John Irving's Queen Esther Analysis – A Letdown Sequel to The Cider House Rules

If certain authors experience an imperial era, where they reach the summit repeatedly, then U.S. writer John Irving’s ran through a sequence of several substantial, rewarding works, from his 1978 success The World According to Garp to the 1989 release His Owen Meany Book. Such were expansive, witty, big-hearted works, connecting figures he describes as “outliers” to social issues from gender equality to abortion.

After His Owen Meany Novel, it’s been waning returns, save in size. His last work, the 2022 release The Chairlift Book, was 900 pages in length of subjects Irving had delved into more skillfully in earlier works (inability to speak, restricted growth, transgenderism), with a two-hundred-page script in the middle to extend it – as if extra material were necessary.

So we come to a new Irving with reservation but still a small spark of hope, which shines brighter when we find out that His Queen Esther Novel – a just 432 pages in length – “revisits the setting of The Cider House Novel”. That 1985 work is one of Irving’s finest books, taking place mostly in an children's home in Maine's St Cloud’s, managed by Dr Wilbur Larch and his apprentice Homer.

Queen Esther is a disappointment from a novelist who previously gave such delight

In His Cider House Novel, Irving explored pregnancy termination and identity with colour, wit and an all-encompassing empathy. And it was a major work because it moved past the themes that were becoming tiresome habits in his works: wrestling, ursine creatures, Vienna, the oldest profession.

Queen Esther opens in the made-up community of Penacook, New Hampshire in the early 20th century, where Thomas and Constance Winslow take in 14-year-old ward the title character from the orphanage. We are a few years ahead of the storyline of His Earlier Novel, yet Dr Larch is still familiar: still dependent on anesthetic, beloved by his caregivers, beginning every talk with “At St Cloud's...” But his presence in the book is limited to these initial parts.

The Winslows worry about bringing up Esther well: she’s from a Jewish background, and “in what way could they help a young girl of Jewish descent discover her identity?” To address that, we jump ahead to Esther’s later life in the Roaring Twenties. She will be involved of the Jewish exodus to the area, where she will enter Haganah, the Jewish nationalist militant force whose “goal was to protect Jewish towns from Arab attacks” and which would eventually become the foundation of the Israeli Defense Forces.

These are enormous themes to address, but having presented them, Irving backs away. Because if it’s regrettable that the novel is not actually about St Cloud's and Wilbur Larch, it’s all the more disheartening that it’s likewise not really concerning the titular figure. For causes that must involve narrative construction, Esther turns into a substitute parent for another of the couple's offspring, and delivers to a son, the boy, in World War II era – and the lion's share of this novel is the boy's story.

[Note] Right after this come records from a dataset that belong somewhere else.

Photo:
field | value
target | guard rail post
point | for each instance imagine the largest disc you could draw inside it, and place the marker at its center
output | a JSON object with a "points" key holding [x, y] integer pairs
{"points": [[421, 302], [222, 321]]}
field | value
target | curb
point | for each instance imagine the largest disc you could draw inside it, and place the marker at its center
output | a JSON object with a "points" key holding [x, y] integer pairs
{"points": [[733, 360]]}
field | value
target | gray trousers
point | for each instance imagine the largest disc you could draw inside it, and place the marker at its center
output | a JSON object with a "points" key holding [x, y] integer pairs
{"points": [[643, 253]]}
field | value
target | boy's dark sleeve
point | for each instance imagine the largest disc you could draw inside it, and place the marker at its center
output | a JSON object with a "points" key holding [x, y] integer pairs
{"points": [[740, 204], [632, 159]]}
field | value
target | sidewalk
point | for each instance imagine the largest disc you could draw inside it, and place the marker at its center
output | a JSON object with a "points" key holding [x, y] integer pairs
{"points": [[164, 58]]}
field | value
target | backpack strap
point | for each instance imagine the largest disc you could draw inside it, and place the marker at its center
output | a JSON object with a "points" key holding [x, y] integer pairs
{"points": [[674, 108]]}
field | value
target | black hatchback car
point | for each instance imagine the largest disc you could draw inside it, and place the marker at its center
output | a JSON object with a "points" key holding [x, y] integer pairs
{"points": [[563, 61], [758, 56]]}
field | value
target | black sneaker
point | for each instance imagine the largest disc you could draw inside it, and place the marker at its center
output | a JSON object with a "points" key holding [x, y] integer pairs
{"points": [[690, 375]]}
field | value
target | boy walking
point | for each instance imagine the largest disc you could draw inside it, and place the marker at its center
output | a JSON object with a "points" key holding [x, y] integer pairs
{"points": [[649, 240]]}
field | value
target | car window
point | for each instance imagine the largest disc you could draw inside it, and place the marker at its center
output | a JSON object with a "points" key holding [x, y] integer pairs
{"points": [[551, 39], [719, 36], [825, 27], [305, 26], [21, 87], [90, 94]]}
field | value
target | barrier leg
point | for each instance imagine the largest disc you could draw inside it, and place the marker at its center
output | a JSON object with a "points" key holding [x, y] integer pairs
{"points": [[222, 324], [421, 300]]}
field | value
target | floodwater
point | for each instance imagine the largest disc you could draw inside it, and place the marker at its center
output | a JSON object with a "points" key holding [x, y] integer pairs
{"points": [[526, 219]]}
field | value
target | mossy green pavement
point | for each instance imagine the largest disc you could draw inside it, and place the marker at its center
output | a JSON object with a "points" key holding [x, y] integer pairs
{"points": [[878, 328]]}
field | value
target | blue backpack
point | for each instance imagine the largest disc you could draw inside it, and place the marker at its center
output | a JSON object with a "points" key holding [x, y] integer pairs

And now is where Irving’s obsessions reappear loudly, both common and specific. Jimmy moves to – where else? – Vienna; there’s mention of evading the Vietnam draft through self-harm (A Prayer for Owen Meany); a dog with a symbolic title (the animal, meet the canine from Hotel New Hampshire); as well as wrestling, sex workers, authors and male anatomy (Irving’s recurring).

The character is a more mundane persona than the heroine promised to be, and the secondary figures, such as pupils Claude and Jolanda, and Jimmy’s tutor Annelies Eissler, are underdeveloped too. There are some nice set pieces – Jimmy deflowering; a brawl where a few thugs get assaulted with a support and a bicycle pump – but they’re short-lived.

Irving has never been a nuanced author, but that is isn't the problem. He has repeatedly reiterated his ideas, hinted at story twists and enabled them to gather in the reader’s imagination before bringing them to resolution in long, jarring, entertaining scenes. For example, in Irving’s works, body parts tend to go missing: think of the speech organ in Garp, the hand part in Owen Meany. Those absences reverberate through the story. In this novel, a major figure is deprived of an upper extremity – but we only learn 30 pages later the finish.

She comes back in the final part in the book, but only with a last-minute sense of ending the story. We not once do find out the full account of her time in the Middle East. Queen Esther is a disappointment from a author who previously gave such delight. That’s the negative aspect. The positive note is that His Classic Novel – revisiting it alongside this book – yet remains excellently, 40 years on. So pick up it instead: it’s double the length as Queen Esther, but a dozen times as good.

James Henry
James Henry

A seasoned journalist and commentator with a passion for fostering dialogue on global issues.